Overhead is another expense that is eliminated through EDS's model. Since EDS retains and manages the storage devices at its site, enterprises located in high-rent areas will not have the worry of device footprint or appropriate environmental conditions. Storage becomes virtually invisible, much like a power plant is invisible to most electricity users.

The storage utility model also offers greater and faster scalability than purchasing devices. Customers who need more storage can simply ask EDS for a greater allotment and wait for the bill to come. A quickly growing company may not be able to scale fast enough if it chooses to maintain its own storage.

EDS expects to attract many of its current clients to its new storage services, and expects to find new customers, as well. "We're definitely pursuing new markets," Scully says.

"Dot-coms are prime candidates," he says, pointing to Internet start-ups as customers who can benefit from focusing on their lines of business, rather than the banalities of acquiring and maintaining storage devices.

Scully is quick to point out that mature businesses can also gain from choosing a storage utility model: Companies that need a large amount of storage for a short period of time would do better to hire out storage rather than purchase storage for a temporary need. In addition, archiving and backing up storage requires expertise that is in short -- read expensive -- supply in the booming economy.

EDS offers three levels of service for storage clients. "Storability" is its entry level offering. At this level, EDS offers managed storage at what company officials say is a competitive price. "Storagility" provides smoother backups and faster scaling than the basic service. "Storevelocity," the premier offering, is designed for rapid scaling and one-time storage needs.

EDS is partnered with storage giant EMC Corp. (www.emc.com) to provide devices and expertise for the EDS storage venture. "The combo of the two brands make a great offering," Scully says.

EDS hopes that they can grab a significant slice of the storage utility pie. Scully says the company, "Can drive the managed services with innovative products."

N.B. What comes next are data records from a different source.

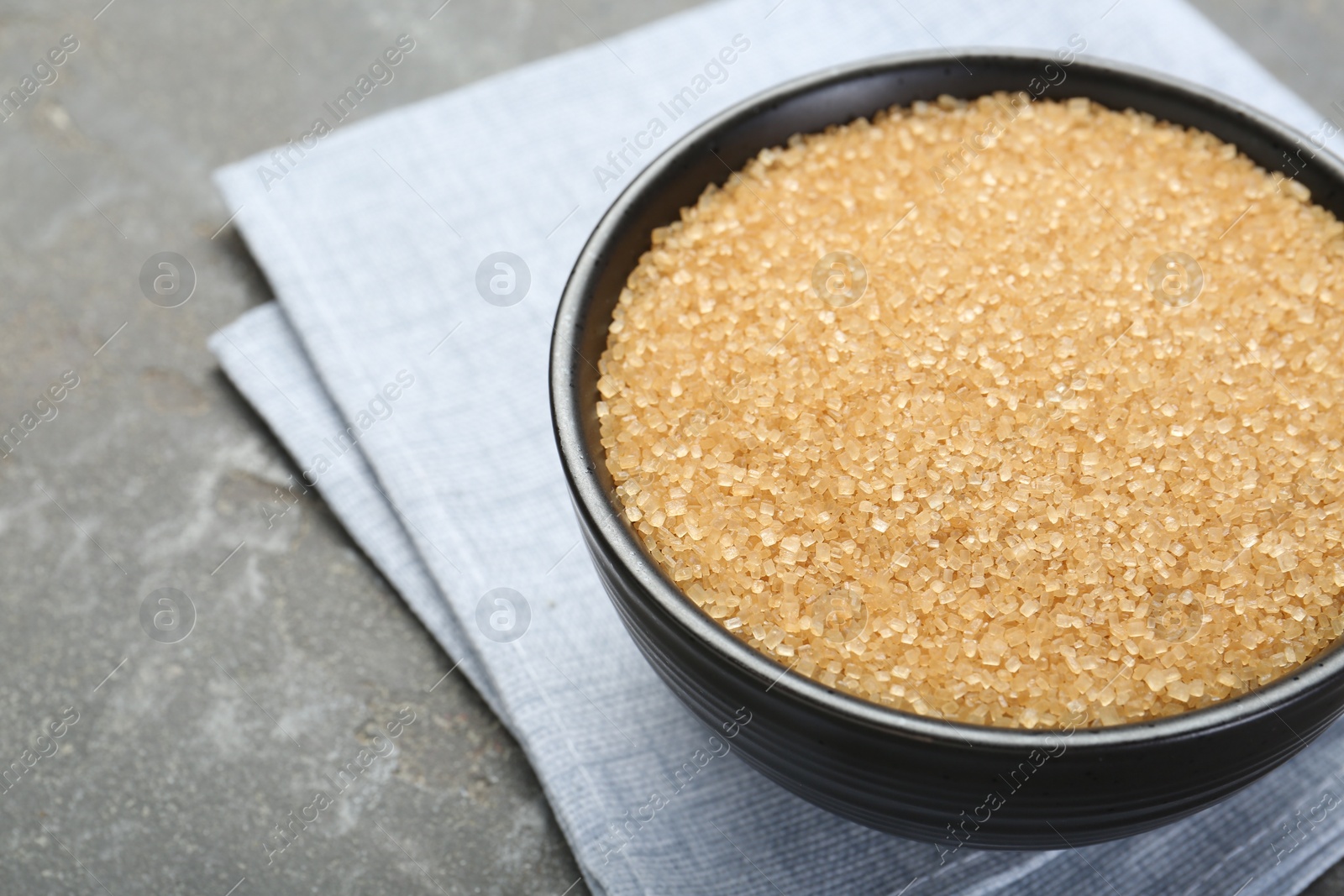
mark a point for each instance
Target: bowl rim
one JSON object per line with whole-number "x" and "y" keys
{"x": 601, "y": 517}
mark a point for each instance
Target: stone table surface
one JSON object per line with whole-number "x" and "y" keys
{"x": 183, "y": 755}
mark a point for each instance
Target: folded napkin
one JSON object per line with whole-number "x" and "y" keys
{"x": 414, "y": 392}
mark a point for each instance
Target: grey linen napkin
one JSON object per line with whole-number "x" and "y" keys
{"x": 421, "y": 411}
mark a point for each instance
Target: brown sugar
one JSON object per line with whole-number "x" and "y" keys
{"x": 999, "y": 411}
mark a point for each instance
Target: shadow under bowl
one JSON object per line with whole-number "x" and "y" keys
{"x": 891, "y": 770}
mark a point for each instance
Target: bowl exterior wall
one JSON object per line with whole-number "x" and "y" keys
{"x": 889, "y": 770}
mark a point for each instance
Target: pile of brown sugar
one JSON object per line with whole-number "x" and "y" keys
{"x": 953, "y": 432}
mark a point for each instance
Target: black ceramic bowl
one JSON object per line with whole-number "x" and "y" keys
{"x": 891, "y": 770}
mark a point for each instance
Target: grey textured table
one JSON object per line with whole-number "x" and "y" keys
{"x": 152, "y": 472}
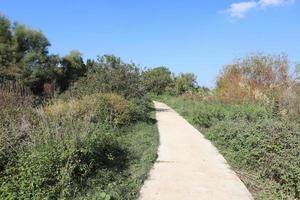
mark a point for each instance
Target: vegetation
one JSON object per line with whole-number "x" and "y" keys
{"x": 71, "y": 129}
{"x": 252, "y": 118}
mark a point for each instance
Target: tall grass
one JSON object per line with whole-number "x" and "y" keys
{"x": 261, "y": 144}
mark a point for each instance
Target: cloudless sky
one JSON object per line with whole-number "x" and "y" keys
{"x": 186, "y": 36}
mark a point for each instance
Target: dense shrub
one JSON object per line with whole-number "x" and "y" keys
{"x": 109, "y": 74}
{"x": 107, "y": 108}
{"x": 269, "y": 147}
{"x": 59, "y": 162}
{"x": 261, "y": 144}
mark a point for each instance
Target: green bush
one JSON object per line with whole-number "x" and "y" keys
{"x": 269, "y": 147}
{"x": 59, "y": 166}
{"x": 259, "y": 143}
{"x": 206, "y": 114}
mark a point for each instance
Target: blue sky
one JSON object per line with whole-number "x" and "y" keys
{"x": 187, "y": 36}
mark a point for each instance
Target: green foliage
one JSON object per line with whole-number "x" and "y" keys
{"x": 110, "y": 75}
{"x": 73, "y": 67}
{"x": 65, "y": 150}
{"x": 268, "y": 147}
{"x": 183, "y": 83}
{"x": 261, "y": 145}
{"x": 157, "y": 80}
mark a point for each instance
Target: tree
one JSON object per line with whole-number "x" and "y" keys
{"x": 73, "y": 67}
{"x": 257, "y": 77}
{"x": 7, "y": 68}
{"x": 36, "y": 66}
{"x": 110, "y": 74}
{"x": 157, "y": 80}
{"x": 184, "y": 83}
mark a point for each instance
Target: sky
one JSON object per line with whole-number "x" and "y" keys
{"x": 186, "y": 36}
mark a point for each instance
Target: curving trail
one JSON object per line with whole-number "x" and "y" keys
{"x": 188, "y": 166}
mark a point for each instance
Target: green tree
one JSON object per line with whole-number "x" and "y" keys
{"x": 73, "y": 67}
{"x": 31, "y": 53}
{"x": 7, "y": 67}
{"x": 184, "y": 83}
{"x": 157, "y": 80}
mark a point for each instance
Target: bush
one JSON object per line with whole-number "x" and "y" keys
{"x": 257, "y": 141}
{"x": 205, "y": 114}
{"x": 107, "y": 108}
{"x": 59, "y": 166}
{"x": 269, "y": 147}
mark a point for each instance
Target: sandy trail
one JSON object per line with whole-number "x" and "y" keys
{"x": 189, "y": 167}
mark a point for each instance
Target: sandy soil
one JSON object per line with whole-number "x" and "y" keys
{"x": 189, "y": 167}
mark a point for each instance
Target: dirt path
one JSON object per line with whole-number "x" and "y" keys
{"x": 189, "y": 167}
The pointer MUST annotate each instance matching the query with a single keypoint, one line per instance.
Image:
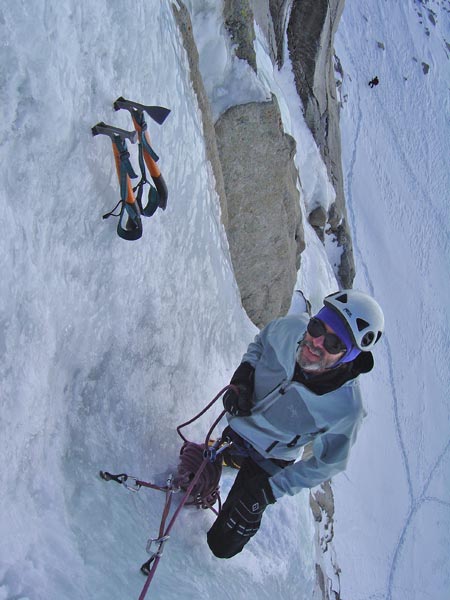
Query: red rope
(165, 532)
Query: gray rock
(279, 10)
(238, 19)
(318, 219)
(311, 30)
(264, 228)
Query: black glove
(238, 401)
(245, 516)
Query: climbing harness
(130, 205)
(198, 475)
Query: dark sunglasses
(331, 342)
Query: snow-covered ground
(107, 345)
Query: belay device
(131, 207)
(197, 477)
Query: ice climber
(297, 410)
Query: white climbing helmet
(361, 313)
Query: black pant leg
(224, 541)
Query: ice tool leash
(131, 205)
(198, 475)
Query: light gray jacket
(286, 415)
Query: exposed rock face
(311, 30)
(238, 18)
(264, 221)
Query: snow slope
(107, 345)
(393, 504)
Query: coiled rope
(198, 475)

While EDS is focused on fast scaling and transparent storage, Storability Inc. (www.storability.com), which is not related to EDS's entry level service, offers a different approach to storage services.

"We work from our customers needs," says Kirby Wadsworth, vice president of marketing at Storability. The start-up develops storage plans on a case-by-case basis for each customer, designing a strategy to suit the user's needs.

Unlike EDS, Storability expects to house and maintain a customer's storage on site, while monitoring the devices at Storability's offices. Customers can choose, however, to have storage off site.

Although Storability's strategy is not as utility-like as EDS's, Storability's pricing is based on the utility model. "We take the risk of every portion of the infrastructure," Wadsworth says. Although the devices will be on site, customers do not make the capital investment, nor will they maintain the devices. "The only thing a customer has to worry about is deciding what they want," Wadsworth says.

Wadsworth makes a distinction between Storability's strategy and storage service providers. He considers Storability to be part of a different category: storage infrastructure provider. In addition to unit pricing, Storability offers added value by creating and maintaining a storage infrastructure, rather than simple blocks on a hard drive.

Consequently, Storability is targeting its services at large, mature organizations with stable storage needs. Wadsworth says his company and EDS both offer storage services, but they differ in that EDS caters to companies who need rapid scalability and Storability focuses on clients who want a stable long term infrastructure.